Investigation of the effects of Pseudomonas aeruginosa cell signalling on host-pathogen interactions during infection
Yam, Joey Kuok Hoong
Date of Issue2017-05-25
Interdisciplinary Graduate School
Singapore Centre for Environmental Life Sciences Engineering
Bacterial biofilms are highly tolerant to harsh conditions including antimicrobial agents and host immunity. Biofilms have been associated with chronic and persistent infections, which is a severe threat to the public health. Hence, there is an urgent need to develop treatments to eradicate these biofilms during infections. Treatment with colistin, one of the “last-resort” antibiotics, to Pseudomonas aeruginosa biofilm leads to the development of colistin-tolerant subpopulations.

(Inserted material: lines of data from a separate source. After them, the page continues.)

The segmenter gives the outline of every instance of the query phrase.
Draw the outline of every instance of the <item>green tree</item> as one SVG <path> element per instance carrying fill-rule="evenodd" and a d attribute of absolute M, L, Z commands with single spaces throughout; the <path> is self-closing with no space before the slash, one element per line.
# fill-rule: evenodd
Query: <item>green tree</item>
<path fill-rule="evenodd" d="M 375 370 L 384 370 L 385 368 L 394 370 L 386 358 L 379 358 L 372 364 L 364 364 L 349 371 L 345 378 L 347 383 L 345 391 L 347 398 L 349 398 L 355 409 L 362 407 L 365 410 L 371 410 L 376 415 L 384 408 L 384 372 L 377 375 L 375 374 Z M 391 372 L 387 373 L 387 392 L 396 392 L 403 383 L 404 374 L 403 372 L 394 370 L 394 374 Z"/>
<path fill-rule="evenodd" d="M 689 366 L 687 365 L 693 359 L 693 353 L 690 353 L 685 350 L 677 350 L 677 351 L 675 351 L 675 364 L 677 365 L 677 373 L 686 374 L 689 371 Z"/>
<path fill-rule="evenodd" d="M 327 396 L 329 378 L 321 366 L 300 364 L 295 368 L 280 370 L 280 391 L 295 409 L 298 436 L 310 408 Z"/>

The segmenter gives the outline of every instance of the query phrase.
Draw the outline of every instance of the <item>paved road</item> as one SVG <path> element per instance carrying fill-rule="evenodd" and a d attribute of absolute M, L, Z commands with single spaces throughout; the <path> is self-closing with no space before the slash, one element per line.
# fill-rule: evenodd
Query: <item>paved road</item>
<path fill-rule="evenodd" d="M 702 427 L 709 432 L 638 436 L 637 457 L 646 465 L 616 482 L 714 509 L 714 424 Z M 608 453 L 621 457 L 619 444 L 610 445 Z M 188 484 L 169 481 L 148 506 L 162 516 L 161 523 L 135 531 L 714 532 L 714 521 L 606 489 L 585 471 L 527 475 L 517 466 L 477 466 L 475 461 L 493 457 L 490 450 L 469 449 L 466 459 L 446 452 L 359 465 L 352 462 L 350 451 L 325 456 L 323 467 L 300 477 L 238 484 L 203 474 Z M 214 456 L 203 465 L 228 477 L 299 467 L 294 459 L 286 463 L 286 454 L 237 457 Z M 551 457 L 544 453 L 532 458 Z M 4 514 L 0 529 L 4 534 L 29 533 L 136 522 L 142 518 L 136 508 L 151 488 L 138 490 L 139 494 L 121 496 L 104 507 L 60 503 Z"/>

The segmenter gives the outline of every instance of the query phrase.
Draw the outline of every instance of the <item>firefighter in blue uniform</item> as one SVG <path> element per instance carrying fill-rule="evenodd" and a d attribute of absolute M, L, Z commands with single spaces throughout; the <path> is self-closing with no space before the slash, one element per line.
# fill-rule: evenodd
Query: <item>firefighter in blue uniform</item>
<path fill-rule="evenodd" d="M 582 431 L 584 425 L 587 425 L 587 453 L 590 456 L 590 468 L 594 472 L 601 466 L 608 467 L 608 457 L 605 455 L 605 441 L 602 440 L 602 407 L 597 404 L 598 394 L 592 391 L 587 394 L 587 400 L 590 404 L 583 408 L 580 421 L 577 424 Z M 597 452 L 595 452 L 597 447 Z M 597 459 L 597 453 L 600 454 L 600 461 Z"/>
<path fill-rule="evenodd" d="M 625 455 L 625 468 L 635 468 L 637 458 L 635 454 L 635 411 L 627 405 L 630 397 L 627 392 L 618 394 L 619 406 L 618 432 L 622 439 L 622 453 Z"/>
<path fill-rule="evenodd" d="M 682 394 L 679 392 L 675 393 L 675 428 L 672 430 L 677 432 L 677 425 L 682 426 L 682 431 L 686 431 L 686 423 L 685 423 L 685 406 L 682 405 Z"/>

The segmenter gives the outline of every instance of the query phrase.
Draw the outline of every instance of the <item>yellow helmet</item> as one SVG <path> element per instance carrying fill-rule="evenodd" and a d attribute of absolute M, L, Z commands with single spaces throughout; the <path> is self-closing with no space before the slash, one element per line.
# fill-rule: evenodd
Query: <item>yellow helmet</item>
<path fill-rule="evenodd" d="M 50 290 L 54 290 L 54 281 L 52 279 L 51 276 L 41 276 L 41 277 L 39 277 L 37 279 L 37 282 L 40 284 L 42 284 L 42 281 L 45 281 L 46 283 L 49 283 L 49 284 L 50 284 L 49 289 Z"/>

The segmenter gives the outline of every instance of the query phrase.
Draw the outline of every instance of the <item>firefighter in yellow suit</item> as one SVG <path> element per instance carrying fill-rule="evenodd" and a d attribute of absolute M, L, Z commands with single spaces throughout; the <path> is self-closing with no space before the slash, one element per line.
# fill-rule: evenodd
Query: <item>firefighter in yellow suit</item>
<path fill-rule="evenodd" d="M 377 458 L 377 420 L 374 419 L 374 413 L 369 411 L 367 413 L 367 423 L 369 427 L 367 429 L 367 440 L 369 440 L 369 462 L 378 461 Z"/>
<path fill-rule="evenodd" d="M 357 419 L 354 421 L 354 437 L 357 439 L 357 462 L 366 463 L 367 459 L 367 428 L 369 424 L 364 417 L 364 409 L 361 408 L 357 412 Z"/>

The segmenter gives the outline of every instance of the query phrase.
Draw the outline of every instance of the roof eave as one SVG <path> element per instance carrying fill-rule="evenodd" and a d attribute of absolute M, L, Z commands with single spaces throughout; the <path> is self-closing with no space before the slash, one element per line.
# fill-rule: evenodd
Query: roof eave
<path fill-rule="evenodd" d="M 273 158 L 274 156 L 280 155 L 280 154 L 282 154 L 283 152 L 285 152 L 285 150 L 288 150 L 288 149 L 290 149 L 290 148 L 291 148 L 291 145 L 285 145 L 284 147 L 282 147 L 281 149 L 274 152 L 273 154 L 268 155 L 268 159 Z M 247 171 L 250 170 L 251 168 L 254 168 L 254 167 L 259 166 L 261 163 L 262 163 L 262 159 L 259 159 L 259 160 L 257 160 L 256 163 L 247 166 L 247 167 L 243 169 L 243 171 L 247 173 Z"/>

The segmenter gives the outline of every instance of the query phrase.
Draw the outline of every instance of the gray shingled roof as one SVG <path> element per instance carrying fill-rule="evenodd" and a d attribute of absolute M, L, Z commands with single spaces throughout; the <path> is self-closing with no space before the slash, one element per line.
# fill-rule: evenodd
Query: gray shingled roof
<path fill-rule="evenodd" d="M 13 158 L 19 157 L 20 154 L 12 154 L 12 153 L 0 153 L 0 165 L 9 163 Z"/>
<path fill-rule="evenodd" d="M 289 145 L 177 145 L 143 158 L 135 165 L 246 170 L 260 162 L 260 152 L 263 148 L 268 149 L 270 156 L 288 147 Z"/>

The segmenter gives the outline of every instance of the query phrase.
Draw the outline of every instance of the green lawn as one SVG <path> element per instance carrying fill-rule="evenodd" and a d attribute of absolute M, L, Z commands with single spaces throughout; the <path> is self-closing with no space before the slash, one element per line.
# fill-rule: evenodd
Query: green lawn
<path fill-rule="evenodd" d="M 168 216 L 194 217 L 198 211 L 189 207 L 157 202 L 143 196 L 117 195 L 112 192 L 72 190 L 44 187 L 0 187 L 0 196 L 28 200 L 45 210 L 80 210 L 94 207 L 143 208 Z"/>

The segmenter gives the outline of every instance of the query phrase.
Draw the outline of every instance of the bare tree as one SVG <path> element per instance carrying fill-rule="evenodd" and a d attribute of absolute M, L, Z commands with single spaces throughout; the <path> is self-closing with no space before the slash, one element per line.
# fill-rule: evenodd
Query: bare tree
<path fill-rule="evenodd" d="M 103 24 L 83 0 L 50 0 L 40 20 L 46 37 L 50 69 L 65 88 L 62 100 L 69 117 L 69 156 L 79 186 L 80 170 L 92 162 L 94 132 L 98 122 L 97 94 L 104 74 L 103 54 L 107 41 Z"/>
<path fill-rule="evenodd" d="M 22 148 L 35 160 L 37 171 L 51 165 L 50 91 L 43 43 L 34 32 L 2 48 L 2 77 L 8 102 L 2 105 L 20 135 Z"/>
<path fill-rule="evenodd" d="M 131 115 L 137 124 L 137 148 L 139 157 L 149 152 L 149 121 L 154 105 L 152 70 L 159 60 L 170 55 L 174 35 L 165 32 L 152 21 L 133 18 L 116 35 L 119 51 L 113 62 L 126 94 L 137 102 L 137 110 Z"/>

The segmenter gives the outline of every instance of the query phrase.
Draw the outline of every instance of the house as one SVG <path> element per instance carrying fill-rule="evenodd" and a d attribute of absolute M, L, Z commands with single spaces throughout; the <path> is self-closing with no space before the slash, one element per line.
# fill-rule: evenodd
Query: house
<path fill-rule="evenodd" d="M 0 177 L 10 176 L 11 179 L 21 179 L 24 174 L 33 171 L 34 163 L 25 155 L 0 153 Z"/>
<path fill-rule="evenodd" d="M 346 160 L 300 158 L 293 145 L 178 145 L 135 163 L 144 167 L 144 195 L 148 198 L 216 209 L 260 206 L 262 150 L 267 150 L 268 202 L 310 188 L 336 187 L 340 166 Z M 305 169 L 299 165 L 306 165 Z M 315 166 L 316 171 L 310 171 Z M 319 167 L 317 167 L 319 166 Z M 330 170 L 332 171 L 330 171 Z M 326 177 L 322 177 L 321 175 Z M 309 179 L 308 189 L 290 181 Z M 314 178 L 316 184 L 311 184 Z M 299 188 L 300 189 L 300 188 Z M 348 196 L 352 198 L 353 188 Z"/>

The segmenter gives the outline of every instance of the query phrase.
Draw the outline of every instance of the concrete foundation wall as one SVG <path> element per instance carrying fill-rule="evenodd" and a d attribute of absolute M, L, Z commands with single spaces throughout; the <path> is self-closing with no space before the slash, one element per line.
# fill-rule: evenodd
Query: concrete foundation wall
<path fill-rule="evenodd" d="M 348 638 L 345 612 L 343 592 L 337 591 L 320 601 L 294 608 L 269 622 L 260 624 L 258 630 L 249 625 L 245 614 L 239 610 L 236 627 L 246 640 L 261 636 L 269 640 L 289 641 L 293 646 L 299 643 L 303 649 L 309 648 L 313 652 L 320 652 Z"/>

In the first study, we determined the mechanism of the development of P. aeruginosa colistin-tolerant subpopulations in biofilm in dynamic flow cell system via pulsed-SILAC proteomics-approached and showed that quorum sensing (QS) is important during the colistin-tolerant subpopulation development process. In the second study, P. aeruginosa is observed to form cell aggregates on cornea during infection, but the physiology of the cell aggregates remain unknown. Here, we proved that cyclic-di-GMP signaling plays a key role in biofilm formation on the wounded mouse cornea. Regulating the intracellular cyclic-di-GMP content affects the infection outcome. Finally, we designed two new treatment strategies by manipulating QS or cyclicdi-GMP signaling in the biofilm, in conjunction with colistin treatment and showed the feasibility of these treatment strategies in both in vitro and in vivo models.